TOPEKA, Kan. - Legislation in Kansas would regulate the use of “drones,” also known as unmanned vehicles systems (UVS) or unmanned aerial vehicles (UAVs), in the state.

According to the Association for Unmanned Vehicle Systems International (AUVSI), these companies could create more than 2,500 jobs in Kansas by 2017. The study also found that by 2025, the UAV industry could have a total economic impact of $2.9 billion statewide.

However, the industry has several obstacles to overcome before it can take flight.

Christian Stallings manufactures and flies UAVs for Remote Geomatics, LLC, based in Kansas City. He said he uses them for mapping and commercial purposes.

Stallings doesn’t use the word drone.

“It was an attempt to re-brand ourselves. We never really used the word drones. We used to use the term Unmanned Aerial Vehicle or UAV.”

However, it’s not legal according to the Federal Aviation Administration.

“I don't think there's anyone that wants this industry regulated more than the commercial sector. It's a technology that has the capability of providing so many good things but like every new technology can be a double edge sword,” he said.

In Kansas, the state Senate is expected to vote on a bill that would outline who can use this technology.

The number of ways to use UAVs is taking off.

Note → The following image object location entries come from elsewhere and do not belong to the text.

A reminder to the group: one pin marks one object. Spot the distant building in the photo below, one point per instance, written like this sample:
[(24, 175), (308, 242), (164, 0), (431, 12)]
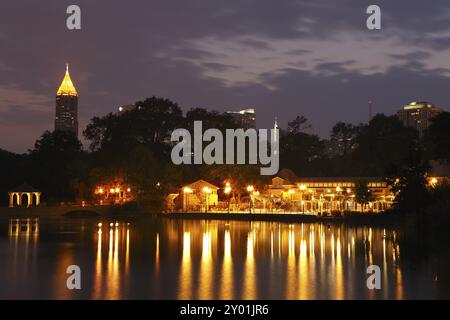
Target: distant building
[(244, 118), (66, 117), (418, 115), (125, 108)]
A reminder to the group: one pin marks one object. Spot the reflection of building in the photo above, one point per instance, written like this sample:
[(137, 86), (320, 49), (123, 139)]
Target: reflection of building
[(244, 118), (66, 117), (24, 195), (198, 196), (418, 115), (25, 227), (318, 195)]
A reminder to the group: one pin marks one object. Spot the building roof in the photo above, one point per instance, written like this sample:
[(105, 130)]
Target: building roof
[(24, 187), (339, 179), (67, 88), (200, 184)]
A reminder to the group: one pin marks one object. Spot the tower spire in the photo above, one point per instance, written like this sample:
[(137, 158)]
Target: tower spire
[(67, 88)]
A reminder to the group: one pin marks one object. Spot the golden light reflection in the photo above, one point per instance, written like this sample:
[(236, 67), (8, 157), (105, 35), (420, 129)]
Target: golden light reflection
[(249, 288), (226, 283), (205, 291), (291, 273), (185, 282), (340, 285), (112, 272), (304, 277), (98, 266)]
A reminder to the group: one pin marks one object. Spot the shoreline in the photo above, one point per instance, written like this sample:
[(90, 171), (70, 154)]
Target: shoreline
[(376, 220)]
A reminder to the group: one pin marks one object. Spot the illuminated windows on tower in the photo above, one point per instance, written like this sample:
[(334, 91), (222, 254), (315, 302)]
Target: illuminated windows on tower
[(66, 117)]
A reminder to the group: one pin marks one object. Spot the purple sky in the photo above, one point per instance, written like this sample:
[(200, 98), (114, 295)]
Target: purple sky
[(309, 57)]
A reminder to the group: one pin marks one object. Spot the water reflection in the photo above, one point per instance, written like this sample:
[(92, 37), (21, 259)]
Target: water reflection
[(210, 260)]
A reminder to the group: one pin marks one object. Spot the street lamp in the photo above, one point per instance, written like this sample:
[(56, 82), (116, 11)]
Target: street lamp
[(250, 189), (207, 192), (227, 192), (186, 191)]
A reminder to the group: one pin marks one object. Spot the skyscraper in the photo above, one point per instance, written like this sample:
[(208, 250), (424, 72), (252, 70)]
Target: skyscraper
[(418, 115), (66, 117), (246, 118)]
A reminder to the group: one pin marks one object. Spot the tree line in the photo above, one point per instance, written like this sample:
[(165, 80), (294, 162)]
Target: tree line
[(134, 147)]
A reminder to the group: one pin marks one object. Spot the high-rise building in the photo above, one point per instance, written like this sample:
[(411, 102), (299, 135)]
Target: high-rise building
[(245, 119), (66, 117), (418, 115)]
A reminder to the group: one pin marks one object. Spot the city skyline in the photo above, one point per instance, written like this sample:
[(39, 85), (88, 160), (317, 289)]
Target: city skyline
[(210, 56)]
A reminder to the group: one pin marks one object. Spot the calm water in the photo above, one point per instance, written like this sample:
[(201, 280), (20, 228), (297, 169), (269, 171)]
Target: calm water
[(176, 259)]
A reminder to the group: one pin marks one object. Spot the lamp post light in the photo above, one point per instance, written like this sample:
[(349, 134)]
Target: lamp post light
[(250, 189), (186, 191), (207, 192), (227, 192)]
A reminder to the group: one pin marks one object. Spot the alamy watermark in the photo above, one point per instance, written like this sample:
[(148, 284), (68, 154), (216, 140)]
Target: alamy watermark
[(261, 150)]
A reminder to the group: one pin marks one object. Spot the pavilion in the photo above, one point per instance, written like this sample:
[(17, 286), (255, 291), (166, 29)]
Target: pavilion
[(31, 193)]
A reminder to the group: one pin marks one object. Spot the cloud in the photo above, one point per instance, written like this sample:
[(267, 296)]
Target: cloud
[(282, 57)]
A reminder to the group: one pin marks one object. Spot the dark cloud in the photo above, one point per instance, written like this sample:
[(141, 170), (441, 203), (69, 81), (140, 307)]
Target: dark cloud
[(416, 55), (128, 51)]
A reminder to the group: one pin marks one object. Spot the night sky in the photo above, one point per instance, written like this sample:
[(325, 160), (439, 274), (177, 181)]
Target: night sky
[(315, 58)]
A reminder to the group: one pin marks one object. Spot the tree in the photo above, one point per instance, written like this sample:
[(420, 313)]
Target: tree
[(383, 143), (51, 168), (409, 184), (150, 124), (439, 134), (343, 136), (299, 150), (362, 193)]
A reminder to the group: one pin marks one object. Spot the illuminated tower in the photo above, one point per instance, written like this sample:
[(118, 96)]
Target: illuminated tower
[(66, 117)]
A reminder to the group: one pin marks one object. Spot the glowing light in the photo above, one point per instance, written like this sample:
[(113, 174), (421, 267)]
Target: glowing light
[(67, 88), (227, 189), (434, 181), (207, 190)]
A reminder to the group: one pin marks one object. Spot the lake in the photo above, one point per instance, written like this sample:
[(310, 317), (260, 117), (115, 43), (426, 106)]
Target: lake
[(160, 258)]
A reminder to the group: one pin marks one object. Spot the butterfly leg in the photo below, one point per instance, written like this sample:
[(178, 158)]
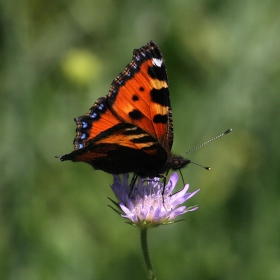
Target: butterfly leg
[(132, 184)]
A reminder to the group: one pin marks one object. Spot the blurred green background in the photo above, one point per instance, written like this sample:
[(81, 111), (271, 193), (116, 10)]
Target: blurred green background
[(223, 63)]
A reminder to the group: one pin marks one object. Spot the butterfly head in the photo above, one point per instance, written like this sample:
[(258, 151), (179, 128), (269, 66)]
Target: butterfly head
[(179, 162)]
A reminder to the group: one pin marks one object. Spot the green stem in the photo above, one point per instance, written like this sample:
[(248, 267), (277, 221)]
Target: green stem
[(144, 244)]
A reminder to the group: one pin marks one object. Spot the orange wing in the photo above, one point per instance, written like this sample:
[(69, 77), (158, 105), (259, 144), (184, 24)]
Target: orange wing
[(139, 96)]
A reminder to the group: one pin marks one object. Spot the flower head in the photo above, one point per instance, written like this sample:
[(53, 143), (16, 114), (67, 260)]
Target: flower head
[(147, 205)]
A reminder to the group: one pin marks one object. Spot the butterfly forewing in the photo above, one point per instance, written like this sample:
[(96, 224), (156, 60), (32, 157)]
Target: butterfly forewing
[(130, 129), (140, 95)]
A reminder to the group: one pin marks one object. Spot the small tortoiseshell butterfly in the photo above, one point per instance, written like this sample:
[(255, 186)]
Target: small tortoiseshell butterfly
[(131, 128)]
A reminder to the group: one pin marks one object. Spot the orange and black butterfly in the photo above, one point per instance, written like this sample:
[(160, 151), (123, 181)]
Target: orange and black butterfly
[(131, 129)]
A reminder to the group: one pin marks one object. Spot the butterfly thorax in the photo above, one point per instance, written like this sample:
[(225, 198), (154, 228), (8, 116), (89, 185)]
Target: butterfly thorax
[(178, 162)]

There are new applications for the technology created every day.

Already they’re used in real estate, mapping and farming.

Stallings described what’s called precision agriculture. “[UAVs are used to] determine the health of the crop so you can spread more fertilizer in one area and conserve on the amount of fertilizer you're using.”

The proposed legislation would restrict using a person's image or other personal information without their consent but not everyone is comfortable with any use.

That’s what is front and center in the UAV discussion.

“Obviously the privacy concerns, the use with law enforcement concerns are very valid concerns but I think they overshadow the potential good uses of this technology,” said Stallings.

There are also at least two programs at the university level dedicated to studying the use of UAVs in news gathering, including one at the University of Missouri and another at the University of Nebraska.